Une rigueur pas trop dure à respecter? «Non, y a des femmes!» répond un jeune black de la région qui vient de démontrer ses talents de rappeur au micro de Claude Moisson. Evidemment, ceci compense cela.

A cet instant, ils sont trois qui, physiquement, illustrent bien l’expression «black blanc beur»… Avec un accent typé banlieue française, et pourtant, ils viennent de la région: Montreux, Vevey, Clarens, et apprécient de pouvoir s’occuper dans le cadre de «Jazz Young Planet»

Mais au fait, que représente le festival pour eux? Aimeraient-ils se rendre dans les salles? «On aimerait bien, mais ça coûte trop cher» répond l’un. «Il faut prendre les billets à l’avance et nous, on a jamais le temps tellement qu’on a l’école!», répond un autre. Avant d’admettre: «Et puis, c’est vrai, ça coûte cher, on est un peu pauvre».

La riviera lémanique, ce n’est pas exclusivement les paysages de carte postale et les palaces… Et sous cet angle-là, l’initiative de Claude Moisson prend une couleur toute particulière.

swissinfo, Bernard Léchot à Montreux

En bref

- Le 37e Montreux Jazz Festival se tient jusqu’au 20 juillet.
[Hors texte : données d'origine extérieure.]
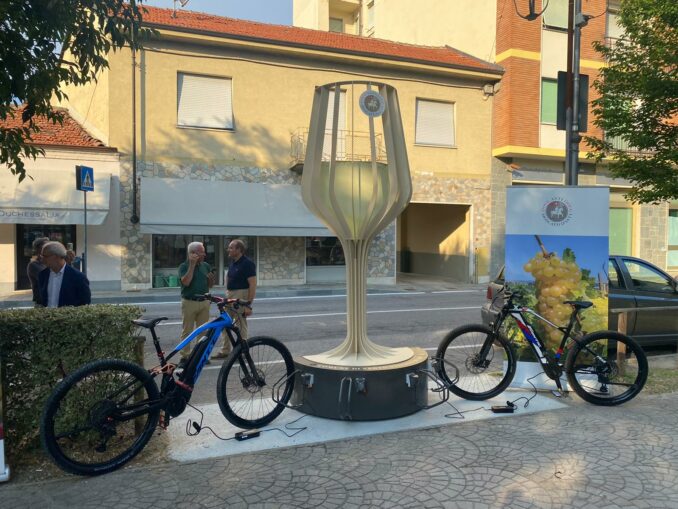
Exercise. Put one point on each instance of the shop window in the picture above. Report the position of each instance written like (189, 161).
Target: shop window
(324, 251)
(336, 25)
(672, 257)
(549, 101)
(435, 123)
(621, 231)
(204, 101)
(555, 15)
(169, 251)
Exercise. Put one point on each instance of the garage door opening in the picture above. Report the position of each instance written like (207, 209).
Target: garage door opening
(435, 239)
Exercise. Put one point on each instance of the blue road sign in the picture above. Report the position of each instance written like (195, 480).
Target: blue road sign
(84, 178)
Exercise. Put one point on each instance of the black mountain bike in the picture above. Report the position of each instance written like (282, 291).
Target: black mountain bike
(103, 414)
(605, 367)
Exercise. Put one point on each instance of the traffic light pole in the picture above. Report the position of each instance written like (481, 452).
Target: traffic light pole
(572, 114)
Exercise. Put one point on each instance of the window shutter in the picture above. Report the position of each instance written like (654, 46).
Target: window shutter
(341, 127)
(556, 14)
(435, 123)
(204, 102)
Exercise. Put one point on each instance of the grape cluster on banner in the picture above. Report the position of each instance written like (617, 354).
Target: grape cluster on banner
(557, 249)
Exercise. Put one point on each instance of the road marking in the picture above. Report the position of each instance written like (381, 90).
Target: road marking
(315, 315)
(212, 366)
(296, 297)
(459, 291)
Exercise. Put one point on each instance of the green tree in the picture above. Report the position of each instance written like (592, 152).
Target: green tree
(45, 44)
(638, 103)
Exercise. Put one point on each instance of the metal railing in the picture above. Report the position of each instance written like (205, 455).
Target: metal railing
(351, 146)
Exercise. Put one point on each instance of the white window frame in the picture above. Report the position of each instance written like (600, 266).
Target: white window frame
(198, 99)
(426, 139)
(335, 19)
(545, 16)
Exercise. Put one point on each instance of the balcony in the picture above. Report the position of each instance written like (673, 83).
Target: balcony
(351, 146)
(619, 143)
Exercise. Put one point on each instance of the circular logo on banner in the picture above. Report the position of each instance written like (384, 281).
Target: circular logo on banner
(372, 103)
(557, 211)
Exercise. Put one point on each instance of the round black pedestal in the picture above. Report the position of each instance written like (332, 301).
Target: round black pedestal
(361, 393)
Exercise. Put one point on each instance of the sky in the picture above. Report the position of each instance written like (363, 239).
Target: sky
(266, 11)
(590, 252)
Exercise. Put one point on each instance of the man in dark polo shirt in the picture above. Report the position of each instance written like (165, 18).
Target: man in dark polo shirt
(241, 284)
(196, 278)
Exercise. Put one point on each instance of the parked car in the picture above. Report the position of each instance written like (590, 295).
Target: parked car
(633, 283)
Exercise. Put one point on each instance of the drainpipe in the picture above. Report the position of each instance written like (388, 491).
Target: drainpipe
(135, 216)
(360, 17)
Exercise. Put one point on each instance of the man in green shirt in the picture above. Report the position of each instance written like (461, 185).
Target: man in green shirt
(196, 278)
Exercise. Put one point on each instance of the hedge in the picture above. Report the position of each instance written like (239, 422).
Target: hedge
(38, 347)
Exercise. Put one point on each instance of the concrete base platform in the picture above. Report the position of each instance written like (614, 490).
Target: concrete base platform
(293, 428)
(361, 393)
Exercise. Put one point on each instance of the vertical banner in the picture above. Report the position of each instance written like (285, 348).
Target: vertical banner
(4, 469)
(557, 250)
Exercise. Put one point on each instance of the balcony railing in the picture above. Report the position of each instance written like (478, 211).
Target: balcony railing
(619, 143)
(351, 146)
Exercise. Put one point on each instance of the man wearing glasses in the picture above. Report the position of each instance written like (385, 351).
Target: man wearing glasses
(60, 284)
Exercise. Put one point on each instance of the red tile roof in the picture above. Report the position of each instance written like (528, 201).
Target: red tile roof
(318, 39)
(68, 134)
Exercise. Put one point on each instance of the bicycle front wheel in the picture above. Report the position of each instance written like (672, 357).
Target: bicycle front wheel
(475, 362)
(607, 368)
(85, 426)
(255, 383)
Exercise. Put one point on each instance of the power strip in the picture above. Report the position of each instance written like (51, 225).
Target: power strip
(246, 435)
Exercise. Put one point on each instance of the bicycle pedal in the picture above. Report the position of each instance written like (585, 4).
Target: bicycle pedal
(246, 435)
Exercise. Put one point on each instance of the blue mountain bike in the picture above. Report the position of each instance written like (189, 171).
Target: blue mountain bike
(103, 414)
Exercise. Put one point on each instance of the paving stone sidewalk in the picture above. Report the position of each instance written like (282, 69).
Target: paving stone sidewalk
(580, 456)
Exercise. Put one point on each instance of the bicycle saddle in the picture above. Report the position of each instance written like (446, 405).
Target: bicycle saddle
(149, 323)
(579, 304)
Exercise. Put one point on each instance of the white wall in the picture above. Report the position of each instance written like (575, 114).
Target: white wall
(103, 240)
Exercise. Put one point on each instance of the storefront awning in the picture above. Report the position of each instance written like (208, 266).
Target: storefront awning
(204, 207)
(50, 197)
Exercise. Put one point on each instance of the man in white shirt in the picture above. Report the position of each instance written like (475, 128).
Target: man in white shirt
(60, 284)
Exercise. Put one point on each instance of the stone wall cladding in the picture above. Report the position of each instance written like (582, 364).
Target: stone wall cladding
(281, 258)
(429, 188)
(381, 257)
(654, 233)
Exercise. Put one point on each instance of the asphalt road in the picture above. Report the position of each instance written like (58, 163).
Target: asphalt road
(311, 325)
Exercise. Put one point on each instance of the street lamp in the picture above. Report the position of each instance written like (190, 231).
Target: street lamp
(575, 21)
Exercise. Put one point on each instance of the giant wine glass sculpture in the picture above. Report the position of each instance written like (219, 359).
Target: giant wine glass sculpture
(357, 195)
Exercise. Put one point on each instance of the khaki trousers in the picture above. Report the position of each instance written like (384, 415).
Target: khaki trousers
(193, 314)
(238, 318)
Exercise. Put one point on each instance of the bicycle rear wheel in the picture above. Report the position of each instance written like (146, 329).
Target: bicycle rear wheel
(607, 368)
(246, 398)
(468, 373)
(84, 427)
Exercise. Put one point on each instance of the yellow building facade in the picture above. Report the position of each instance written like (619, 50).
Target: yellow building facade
(210, 119)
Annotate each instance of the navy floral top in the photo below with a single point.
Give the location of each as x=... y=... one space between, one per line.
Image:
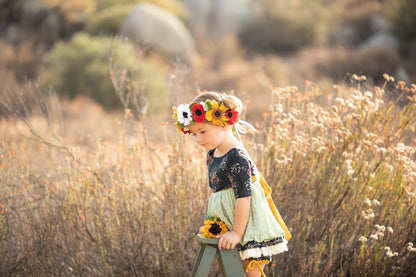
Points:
x=233 y=170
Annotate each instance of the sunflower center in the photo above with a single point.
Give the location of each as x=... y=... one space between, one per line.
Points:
x=215 y=229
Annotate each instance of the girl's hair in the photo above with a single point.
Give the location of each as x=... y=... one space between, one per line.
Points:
x=230 y=101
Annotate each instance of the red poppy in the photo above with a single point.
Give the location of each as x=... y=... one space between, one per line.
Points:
x=198 y=113
x=232 y=116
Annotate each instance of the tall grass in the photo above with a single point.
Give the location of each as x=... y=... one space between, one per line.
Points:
x=341 y=167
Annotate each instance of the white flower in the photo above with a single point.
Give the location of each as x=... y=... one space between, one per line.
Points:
x=350 y=172
x=376 y=202
x=411 y=249
x=204 y=105
x=184 y=114
x=374 y=236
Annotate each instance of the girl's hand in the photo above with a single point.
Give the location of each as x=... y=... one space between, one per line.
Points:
x=229 y=240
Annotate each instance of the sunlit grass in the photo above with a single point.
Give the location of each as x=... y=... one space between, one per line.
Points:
x=113 y=201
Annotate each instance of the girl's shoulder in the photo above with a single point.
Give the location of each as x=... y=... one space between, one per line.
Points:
x=232 y=153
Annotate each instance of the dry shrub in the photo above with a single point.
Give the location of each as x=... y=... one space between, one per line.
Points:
x=338 y=164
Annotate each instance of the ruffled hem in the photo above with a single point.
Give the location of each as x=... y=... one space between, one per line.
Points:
x=264 y=251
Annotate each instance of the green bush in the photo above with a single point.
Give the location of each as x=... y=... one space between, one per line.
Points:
x=82 y=66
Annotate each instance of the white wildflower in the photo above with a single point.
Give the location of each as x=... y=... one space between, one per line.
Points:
x=375 y=202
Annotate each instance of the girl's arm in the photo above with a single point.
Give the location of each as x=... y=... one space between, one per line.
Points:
x=242 y=213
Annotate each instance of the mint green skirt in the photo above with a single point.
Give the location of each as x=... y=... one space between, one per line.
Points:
x=262 y=225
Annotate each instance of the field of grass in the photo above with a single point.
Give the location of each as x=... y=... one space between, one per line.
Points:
x=85 y=192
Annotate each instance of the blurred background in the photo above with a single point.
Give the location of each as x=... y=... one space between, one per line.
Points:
x=147 y=55
x=91 y=163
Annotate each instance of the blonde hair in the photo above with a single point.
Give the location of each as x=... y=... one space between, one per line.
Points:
x=230 y=101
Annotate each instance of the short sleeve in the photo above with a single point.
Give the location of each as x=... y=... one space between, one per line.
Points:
x=240 y=175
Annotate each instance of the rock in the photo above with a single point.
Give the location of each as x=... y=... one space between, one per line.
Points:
x=151 y=27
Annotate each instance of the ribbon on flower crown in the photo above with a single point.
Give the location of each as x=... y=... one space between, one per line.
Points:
x=210 y=110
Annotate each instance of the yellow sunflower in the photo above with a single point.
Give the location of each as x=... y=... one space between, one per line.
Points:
x=217 y=114
x=213 y=227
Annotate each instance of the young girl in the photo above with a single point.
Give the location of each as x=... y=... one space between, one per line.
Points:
x=237 y=197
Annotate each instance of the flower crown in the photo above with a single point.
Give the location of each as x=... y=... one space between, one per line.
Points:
x=215 y=112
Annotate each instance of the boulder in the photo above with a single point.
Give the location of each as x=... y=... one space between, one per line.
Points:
x=152 y=27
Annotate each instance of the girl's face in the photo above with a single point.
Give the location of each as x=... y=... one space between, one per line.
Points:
x=207 y=134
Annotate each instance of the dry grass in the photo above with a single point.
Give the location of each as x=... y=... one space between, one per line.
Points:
x=103 y=196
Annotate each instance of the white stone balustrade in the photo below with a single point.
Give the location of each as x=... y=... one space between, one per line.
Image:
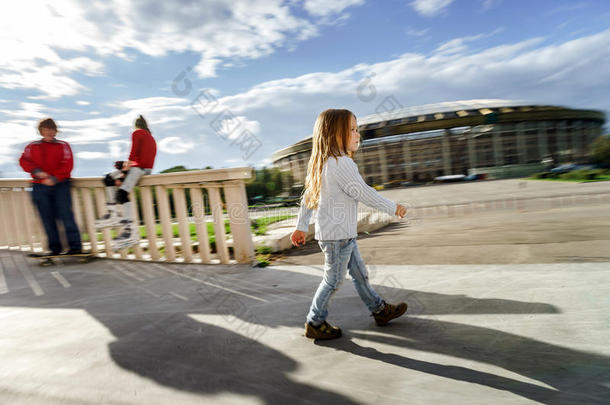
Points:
x=223 y=189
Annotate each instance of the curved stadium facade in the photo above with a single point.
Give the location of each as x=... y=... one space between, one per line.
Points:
x=500 y=138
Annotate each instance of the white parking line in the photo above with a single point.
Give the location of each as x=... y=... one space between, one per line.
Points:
x=209 y=284
x=27 y=274
x=61 y=279
x=178 y=296
x=128 y=274
x=3 y=286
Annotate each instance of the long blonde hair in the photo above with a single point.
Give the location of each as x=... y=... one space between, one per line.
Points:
x=331 y=134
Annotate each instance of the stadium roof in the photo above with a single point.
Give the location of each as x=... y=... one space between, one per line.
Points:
x=446 y=106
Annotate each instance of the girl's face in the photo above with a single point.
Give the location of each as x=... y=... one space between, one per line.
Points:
x=48 y=133
x=354 y=136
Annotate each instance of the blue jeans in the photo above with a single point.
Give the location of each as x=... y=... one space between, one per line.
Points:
x=55 y=203
x=339 y=256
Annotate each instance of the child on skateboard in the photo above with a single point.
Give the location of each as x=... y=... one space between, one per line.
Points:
x=119 y=209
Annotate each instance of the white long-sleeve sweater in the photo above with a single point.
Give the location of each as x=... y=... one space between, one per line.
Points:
x=341 y=189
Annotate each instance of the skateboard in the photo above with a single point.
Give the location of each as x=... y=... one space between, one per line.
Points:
x=47 y=260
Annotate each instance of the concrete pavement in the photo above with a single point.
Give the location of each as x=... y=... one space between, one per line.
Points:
x=112 y=332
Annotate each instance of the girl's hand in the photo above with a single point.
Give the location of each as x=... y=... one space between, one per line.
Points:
x=298 y=238
x=401 y=211
x=48 y=182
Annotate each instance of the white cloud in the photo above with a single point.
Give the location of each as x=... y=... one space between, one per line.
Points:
x=489 y=4
x=323 y=8
x=175 y=145
x=91 y=155
x=458 y=45
x=429 y=8
x=35 y=36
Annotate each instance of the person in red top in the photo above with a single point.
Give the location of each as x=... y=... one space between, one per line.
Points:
x=49 y=161
x=121 y=181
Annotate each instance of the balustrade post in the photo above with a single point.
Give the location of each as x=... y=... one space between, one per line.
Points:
x=149 y=221
x=237 y=208
x=198 y=212
x=183 y=225
x=166 y=223
x=219 y=224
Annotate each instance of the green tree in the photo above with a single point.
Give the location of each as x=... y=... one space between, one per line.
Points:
x=599 y=152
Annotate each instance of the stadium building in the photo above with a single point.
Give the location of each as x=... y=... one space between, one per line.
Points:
x=498 y=138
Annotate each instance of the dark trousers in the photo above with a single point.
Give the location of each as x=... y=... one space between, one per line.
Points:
x=55 y=203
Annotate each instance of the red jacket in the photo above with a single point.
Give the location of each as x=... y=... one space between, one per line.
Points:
x=143 y=149
x=54 y=158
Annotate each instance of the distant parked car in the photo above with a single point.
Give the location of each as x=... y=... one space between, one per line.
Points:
x=449 y=178
x=568 y=167
x=392 y=184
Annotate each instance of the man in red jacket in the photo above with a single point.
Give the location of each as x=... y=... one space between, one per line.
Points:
x=120 y=182
x=50 y=162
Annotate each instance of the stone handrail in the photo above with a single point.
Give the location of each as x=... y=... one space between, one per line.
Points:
x=20 y=227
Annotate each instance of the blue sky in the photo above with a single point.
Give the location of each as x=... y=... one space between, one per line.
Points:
x=266 y=68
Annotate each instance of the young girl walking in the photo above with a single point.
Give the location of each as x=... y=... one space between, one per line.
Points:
x=334 y=187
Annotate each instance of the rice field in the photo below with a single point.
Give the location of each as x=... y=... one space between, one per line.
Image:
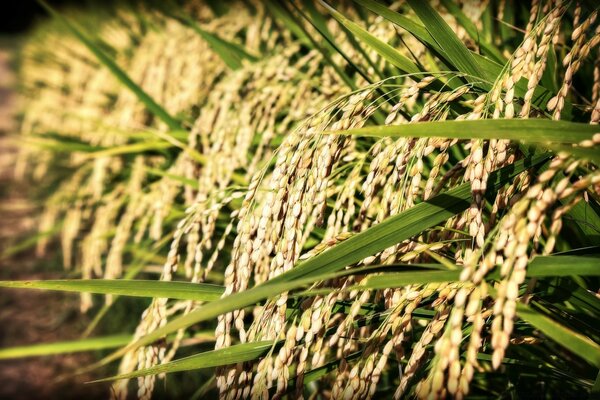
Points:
x=317 y=199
- A l’initiative de la ville, sur les quais se trouve le «Jazz Young Planet», un lieu qui propose différentes animations et activités pour les adolescents de la région.

- C’est notamment dans ce cadre-là que le Français Claude Moisson propose les services de son «Studio-Volant», un studio mobile particulièrement compact!